I guess this shouldn't surprise us, but what are your thoughts on this? Church of England votes in favor of women bishops


----------



## kodos (Jul 14, 2014)

Don't they already allow women pastors? Seems inconsistent to not allow them to be "bishops"! 

Weird.


----------



## jambo (Jul 14, 2014)

Although I would not agree with the ordination of women, but if a group allows female vicars then I don't see how it could logically deny them the office of bishop. The Church of England has long since relegated the scriptures and promoted human reasoning to top spot.


----------



## Jake (Jul 14, 2014)

There are already female bishops in parts of the Anglican communion, correct? (such as the Protestant Episcopal Church)

And there are already female clergy in the Church of England correct?

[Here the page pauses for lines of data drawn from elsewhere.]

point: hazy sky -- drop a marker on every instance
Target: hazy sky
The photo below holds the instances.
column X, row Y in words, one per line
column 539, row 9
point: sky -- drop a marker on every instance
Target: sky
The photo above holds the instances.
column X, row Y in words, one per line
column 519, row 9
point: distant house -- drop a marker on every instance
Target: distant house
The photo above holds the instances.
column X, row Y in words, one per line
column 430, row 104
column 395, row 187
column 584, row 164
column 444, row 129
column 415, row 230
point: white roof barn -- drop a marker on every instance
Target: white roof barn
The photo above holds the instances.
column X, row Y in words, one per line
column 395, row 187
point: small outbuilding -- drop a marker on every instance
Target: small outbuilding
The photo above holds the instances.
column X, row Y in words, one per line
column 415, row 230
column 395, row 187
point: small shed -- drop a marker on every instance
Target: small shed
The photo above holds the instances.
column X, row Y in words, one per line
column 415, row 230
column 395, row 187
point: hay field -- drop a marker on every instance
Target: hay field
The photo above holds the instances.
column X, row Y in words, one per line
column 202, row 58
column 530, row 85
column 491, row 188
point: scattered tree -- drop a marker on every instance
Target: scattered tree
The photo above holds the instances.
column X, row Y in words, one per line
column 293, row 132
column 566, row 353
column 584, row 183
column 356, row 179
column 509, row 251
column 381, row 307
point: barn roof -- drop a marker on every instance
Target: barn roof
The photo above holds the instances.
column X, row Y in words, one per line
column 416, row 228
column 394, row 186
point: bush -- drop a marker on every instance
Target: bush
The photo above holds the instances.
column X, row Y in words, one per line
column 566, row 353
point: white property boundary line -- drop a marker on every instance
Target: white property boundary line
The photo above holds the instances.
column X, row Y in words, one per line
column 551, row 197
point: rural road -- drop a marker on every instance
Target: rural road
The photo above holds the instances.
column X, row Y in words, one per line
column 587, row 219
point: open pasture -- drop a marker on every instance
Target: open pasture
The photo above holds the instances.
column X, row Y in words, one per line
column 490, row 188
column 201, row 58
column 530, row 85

Or is that just the American Episcopals?


----------



## jambo (Jul 14, 2014)

There have been female members of the clergy in the Church of England since 1994. It is only from today that they have agreed to have women bishops.


----------



## jambo (Jul 14, 2014)

Actually I have just discovered that women have been ordained as bishops within the worldwide Anglican church, I suppose today's decision related to the Church of England itself.


----------



## arapahoepark (Jul 14, 2014)

Jake said:


> There are already female bishops in parts of the Anglican communion, correct? (such as the Protestant Episcopal Church)
> 
> And there are already female clergy in the Church of England correct? Or is that just the American Episcopals?

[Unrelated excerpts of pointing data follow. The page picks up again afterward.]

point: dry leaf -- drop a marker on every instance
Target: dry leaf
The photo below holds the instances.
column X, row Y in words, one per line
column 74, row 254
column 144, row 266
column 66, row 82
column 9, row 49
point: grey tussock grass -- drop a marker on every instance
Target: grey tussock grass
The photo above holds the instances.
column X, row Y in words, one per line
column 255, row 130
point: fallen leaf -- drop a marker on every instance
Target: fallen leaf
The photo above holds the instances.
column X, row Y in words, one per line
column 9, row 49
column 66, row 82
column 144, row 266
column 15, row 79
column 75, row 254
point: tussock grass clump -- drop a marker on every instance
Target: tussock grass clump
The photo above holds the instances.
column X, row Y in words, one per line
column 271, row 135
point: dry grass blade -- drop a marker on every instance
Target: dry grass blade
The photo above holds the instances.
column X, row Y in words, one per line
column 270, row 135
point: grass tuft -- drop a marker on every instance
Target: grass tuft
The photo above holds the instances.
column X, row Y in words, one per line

TEC/ECUSA has a woman presiding bishop that might as well be an atheist.


----------



## Philip (Jul 14, 2014)

That's correct. Heretofore, women have been able to be ordained as Presbyters but not Bishops in the CofE. It's consistency in the wrong direction as Stuart has said. ECUSA has had women bishops for a while, one of the many reasons why the African Churches have snubbed recent conventions which included TEC. We'll see what they do about this.


----------



## PaulMc (Jul 14, 2014)

It's no surprise given the slippery slope they started on with allowing female clergy.
Suffice it to say that the Church of England has long since ceased being a bright light for the gospel, and taking the Scriptures seriously.


----------



## Bill The Baptist (Jul 14, 2014)

I feel bad for J.C. Ryle. All this rolling over in his grave must be painful.


----------



## arapahoepark (Jul 14, 2014)

Bill The Baptist said:


> I feel bad for J.C. Ryle. All this rolling over in his grave must be painful.

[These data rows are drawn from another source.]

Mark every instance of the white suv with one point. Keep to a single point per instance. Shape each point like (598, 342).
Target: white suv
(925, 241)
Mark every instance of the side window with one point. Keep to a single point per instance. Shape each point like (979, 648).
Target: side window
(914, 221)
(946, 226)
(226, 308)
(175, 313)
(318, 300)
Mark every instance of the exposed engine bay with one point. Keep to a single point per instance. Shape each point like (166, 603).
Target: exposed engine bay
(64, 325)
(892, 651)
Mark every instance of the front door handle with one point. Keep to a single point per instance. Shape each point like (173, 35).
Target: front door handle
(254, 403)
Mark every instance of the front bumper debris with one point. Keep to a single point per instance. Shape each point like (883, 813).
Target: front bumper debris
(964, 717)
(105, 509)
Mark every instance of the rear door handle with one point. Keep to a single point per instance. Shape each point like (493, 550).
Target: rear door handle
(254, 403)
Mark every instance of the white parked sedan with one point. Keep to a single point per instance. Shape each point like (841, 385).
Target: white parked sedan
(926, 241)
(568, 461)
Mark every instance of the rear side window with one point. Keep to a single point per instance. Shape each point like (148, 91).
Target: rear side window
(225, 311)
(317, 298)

It was already going down the tubes with all the Anglo Catholics that had infiltrated unfortunately. But, yes I do think he'd be even more appalled with today.


----------



## yeutter (Jul 14, 2014)

arap said:


> Bill The Baptist said:
> 
> 
> > I feel bad for J.C. Ryle. All this rolling over in his grave must be painful.
> ...


The Anglo-Catholics were allies with the Evangelicals is resisting the consecration of female Bishops. I wonder if this will cause the Anglican Church of Nigeria to declare the Church of England to be Apostate.


----------



## arapahoepark (Jul 14, 2014)

yeutter said:


> arap said:
> 
> 
> > Bill The Baptist said:
> ...



Yes to the first statement but, nevertheless both are not doctrinally sound. Its like my enemy's enemy.


----------



## yeutter (Jul 14, 2014)

arap said:


> yeutter said:
> 
> 
> > arap said:
> ...


I understand that you would disagree with evangelicals in the Church of England on Church polity. In what other ways do you think that evangelical Anglicans are not doctrinally sound?


----------



## arapahoepark (Jul 14, 2014)

yeutter said:


> arap said:
> 
> 
> > yeutter said:
> ...



I was not talking about the evangelicals but, the Anglo-Catholics as not being doctrinally sound coupled with the liberals advocating womens bishops. Thats what I meant by both.


----------